"Finally, I want to be absolutely clear that we have never worked with any government agency from any country to create a backdoor in any of our products or services. We have also never allowed access to our servers. And we never will."
The way this was worded is so plain and to the point, it's refreshing. I sincerely hope it's true! Great job on Apple and Tim Cook for laying it all out there.
So when the NSA's internal Top Secret slides say that Apple was added to the PRISM program as a "provider" in October 2012, that provides "Email, chat, videos, photos, stored data, VOIP, file transfers, video conferencing, logins, online social networking details" to the NSA, how then should we reconcile these statements?

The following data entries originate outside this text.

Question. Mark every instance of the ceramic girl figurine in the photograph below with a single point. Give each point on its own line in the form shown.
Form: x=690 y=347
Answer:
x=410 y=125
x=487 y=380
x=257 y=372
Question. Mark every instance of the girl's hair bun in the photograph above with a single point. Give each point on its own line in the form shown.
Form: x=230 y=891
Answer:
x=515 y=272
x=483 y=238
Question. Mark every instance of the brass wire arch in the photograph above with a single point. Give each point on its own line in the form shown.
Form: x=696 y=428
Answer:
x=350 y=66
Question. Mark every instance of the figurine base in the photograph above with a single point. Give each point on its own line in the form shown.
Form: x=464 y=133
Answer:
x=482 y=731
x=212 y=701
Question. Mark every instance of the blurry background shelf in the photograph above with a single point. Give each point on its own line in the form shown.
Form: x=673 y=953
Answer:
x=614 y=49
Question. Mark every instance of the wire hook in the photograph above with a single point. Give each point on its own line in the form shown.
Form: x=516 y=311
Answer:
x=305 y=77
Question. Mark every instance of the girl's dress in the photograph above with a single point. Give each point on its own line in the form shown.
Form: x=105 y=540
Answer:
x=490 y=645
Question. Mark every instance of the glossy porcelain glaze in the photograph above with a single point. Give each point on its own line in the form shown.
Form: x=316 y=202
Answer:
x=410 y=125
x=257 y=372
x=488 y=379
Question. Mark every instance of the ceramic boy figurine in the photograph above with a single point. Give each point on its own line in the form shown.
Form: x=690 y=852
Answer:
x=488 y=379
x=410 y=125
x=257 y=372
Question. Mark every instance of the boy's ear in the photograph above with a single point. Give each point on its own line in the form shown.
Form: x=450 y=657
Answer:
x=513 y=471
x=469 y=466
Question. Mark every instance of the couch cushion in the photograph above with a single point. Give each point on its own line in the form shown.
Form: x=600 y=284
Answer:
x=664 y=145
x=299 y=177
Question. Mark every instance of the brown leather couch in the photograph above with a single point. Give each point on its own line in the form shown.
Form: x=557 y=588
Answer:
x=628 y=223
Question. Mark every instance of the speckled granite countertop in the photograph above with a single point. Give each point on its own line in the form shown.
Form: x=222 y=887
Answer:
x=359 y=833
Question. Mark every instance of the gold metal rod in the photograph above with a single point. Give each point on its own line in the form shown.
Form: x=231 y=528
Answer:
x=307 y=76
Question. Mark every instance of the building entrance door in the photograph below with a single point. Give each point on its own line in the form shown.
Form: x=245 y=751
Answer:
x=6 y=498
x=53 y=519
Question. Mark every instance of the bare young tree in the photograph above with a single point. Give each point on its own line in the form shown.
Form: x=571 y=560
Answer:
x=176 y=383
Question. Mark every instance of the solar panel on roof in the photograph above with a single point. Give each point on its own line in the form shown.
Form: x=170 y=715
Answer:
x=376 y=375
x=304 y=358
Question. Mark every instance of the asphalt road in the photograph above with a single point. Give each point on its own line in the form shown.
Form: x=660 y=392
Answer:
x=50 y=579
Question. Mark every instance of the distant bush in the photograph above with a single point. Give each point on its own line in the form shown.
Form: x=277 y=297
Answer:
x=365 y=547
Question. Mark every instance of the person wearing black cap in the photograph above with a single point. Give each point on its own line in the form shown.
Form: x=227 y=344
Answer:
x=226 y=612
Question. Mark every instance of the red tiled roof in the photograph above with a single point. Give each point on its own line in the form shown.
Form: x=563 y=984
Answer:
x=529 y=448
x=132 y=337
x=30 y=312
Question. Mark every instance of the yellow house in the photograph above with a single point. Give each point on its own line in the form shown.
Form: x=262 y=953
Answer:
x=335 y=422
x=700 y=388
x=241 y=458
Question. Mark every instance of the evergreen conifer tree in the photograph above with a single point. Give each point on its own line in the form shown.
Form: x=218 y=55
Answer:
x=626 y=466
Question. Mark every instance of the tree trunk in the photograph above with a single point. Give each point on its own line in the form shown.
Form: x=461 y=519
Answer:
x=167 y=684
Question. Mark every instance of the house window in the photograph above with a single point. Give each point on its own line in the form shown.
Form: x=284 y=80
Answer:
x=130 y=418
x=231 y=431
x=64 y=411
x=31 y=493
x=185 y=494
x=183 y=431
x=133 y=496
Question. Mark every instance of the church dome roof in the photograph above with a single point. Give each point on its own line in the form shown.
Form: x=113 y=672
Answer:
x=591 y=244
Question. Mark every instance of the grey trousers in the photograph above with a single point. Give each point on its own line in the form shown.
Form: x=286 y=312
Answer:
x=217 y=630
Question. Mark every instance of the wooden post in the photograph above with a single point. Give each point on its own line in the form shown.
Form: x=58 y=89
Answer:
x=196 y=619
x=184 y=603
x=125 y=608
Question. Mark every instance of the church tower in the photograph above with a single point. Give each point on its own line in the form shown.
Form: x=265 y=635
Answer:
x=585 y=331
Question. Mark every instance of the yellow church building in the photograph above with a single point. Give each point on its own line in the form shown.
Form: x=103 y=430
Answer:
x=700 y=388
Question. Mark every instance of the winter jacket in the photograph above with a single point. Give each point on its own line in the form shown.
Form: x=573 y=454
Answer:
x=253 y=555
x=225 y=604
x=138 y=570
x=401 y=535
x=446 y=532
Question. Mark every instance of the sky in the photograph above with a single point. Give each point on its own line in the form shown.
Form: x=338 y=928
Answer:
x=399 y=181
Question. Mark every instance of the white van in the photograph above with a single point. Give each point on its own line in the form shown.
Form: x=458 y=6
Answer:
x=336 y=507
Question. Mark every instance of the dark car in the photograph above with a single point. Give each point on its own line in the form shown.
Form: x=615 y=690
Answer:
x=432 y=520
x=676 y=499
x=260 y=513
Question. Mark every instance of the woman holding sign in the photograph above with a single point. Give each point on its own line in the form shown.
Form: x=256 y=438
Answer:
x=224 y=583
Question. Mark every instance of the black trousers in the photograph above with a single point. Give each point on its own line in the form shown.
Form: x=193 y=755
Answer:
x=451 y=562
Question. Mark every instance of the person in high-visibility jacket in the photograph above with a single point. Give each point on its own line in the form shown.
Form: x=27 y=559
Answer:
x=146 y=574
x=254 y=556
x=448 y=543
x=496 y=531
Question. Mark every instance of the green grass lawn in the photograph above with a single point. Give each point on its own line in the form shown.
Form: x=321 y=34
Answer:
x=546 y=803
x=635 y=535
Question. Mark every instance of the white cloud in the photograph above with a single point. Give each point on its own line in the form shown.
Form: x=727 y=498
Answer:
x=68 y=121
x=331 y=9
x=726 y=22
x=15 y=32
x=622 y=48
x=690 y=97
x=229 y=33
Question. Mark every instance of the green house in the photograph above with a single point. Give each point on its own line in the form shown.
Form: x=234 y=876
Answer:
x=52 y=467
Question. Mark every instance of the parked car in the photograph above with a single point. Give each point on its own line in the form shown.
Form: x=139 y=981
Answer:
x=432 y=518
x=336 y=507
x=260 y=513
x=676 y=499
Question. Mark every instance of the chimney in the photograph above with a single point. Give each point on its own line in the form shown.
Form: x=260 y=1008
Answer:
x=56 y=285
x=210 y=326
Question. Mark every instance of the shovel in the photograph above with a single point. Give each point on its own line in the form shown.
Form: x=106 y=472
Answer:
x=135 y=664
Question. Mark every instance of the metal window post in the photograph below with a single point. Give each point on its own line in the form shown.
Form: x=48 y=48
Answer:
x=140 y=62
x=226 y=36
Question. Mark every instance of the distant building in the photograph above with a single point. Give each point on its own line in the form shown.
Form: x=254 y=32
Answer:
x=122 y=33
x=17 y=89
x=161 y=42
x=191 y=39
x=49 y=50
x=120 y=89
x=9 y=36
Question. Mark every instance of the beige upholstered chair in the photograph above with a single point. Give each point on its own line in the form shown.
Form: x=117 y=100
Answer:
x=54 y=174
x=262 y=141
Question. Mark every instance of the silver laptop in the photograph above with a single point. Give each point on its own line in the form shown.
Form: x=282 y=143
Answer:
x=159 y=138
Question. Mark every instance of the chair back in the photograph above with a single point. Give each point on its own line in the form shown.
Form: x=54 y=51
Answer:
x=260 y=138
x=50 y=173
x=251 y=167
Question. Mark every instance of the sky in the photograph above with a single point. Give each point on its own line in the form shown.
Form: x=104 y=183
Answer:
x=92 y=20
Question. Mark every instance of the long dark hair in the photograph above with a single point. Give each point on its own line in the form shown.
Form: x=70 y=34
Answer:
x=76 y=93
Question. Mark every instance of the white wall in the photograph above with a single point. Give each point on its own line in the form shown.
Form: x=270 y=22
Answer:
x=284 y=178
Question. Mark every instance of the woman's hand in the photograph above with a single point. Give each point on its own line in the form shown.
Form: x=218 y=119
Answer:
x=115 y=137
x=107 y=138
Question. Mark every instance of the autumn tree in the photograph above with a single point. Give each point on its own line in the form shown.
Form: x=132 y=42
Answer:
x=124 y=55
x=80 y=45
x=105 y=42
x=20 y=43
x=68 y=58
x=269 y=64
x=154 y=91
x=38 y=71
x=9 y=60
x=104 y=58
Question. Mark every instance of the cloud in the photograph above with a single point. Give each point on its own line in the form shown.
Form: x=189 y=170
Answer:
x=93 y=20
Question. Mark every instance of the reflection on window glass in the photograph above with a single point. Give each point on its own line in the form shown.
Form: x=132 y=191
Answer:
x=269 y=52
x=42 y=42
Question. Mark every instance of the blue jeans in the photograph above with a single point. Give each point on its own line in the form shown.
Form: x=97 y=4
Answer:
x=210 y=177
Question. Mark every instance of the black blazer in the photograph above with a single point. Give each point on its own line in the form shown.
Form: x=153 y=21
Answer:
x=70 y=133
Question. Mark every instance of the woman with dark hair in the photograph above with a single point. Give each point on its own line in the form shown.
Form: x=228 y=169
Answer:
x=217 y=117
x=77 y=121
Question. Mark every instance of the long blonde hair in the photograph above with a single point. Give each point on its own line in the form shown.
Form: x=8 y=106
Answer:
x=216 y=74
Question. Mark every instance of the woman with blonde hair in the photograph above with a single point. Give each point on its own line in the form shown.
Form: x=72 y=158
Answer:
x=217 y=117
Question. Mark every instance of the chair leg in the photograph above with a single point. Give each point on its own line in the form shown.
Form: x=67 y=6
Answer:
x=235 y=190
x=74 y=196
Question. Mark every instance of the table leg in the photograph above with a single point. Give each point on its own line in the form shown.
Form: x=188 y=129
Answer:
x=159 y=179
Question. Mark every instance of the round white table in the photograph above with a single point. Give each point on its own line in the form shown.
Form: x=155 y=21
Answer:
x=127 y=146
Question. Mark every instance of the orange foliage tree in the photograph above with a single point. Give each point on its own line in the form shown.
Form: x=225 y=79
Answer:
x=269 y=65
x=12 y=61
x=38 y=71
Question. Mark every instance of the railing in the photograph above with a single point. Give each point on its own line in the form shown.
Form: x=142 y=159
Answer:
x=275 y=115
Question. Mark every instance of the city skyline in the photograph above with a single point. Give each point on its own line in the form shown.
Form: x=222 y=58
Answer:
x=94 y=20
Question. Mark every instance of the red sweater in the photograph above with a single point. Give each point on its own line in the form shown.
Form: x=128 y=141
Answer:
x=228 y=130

Is the NSA lying in its internal slides to itself?
Is Tim Cook lying in his statement to the external world?
Is Tim Cook splitting hairs in some fashion? For instance, is he defining "backdoor" to mean "illegal backdoor", which therefore excludes everything done with the FBI/NSA under a veneer of legality?
People really want to make something out of this, but it's very simple: the NSA found the "goto fail" bug and exploited it. (We know they also exploited heartbleed.)
We know they have active programs looking for holes in open source code and fuzzing commercial services looking for vulnerabilities. How is that so hard to believe?
Based on the public reporting, PRISM collects data via FISA-authorized requests to companies. So Apple is probably covering it in their short paragraph about "National Security Orders from the U.S. government."
You'll see similar wording from Yahoo, Google, and Microsoft. The way it works is they deny providing access to their servers but then push out the data to the NSA's servers and are compensated for the cost of doing so. Access to the servers owned by the corporations is not what's important, it's availability of your data. None of these corporations say "we do not provide access to your data" they say "we do not provide access to our servers". As we all know data can easily be copied from one entity to another. Who needs backdoors when all the data is shipped out directly to NSA?
A backdoor is a mechanism for someone to be given access to an internal system, or internal data. In the case of data being "pushed", it most certainly could be done so, and the same statement would remain true.
If your comment was true, you would also assume data handed directly to authorities in criminal cases where subpoena's are issued would also be ruled out, but we know that information is handed out to authorities as required by law under subpoena.
Well, like GP said, it depends what is meant by "backdoor." Laws requiring data to be turned over to governmental parties, and in some cases gagging anyone from saying it happened, seems like exactly the function of "backdoor" even if it doesn't take the form of a master password the NSA has or something.
So long as a company can be compelled to do this in secrecy, their assurances about "no backdoor", "no direct access", "we process every request ourselves" are basically meaningless, since not even they have control over their customers' privacy (if they comply with law.)
To me it seems that these statements are needlessly specific. They remain technically truthful if:
- The back door was created by a third party. Apple didn't create it.
- Apple created a backdoor without working with a government agency.
- Apple provides a "frontdoor". Some sort of bulk access to the data that is not considered a "backdoor."
- many variations on the same theme.
Same thing with allowing access to their servers. They may provide access to some other part of their infrastructure. The government agency may provide their own servers that are a mirror of Apple's in a way that does not require direct access to Apple's servers. And so on...
Tim Cook should have said something like "We do not provide bulk data to any third party."
Tim Cook should have said something like "We do not provide bulk data to any third party."
In a strict sense that's probably not true, they may have to provide some form of bulk data to outside parties for accounting purpose for example. Trying to craft a statement to include those exceptions would just invite more hyper-parsing of the language.
The way this was worded is so plain and to the point, it's refreshing. I sincerely hope it's true! Great job on Apple and Tim Cook for laying it all out there.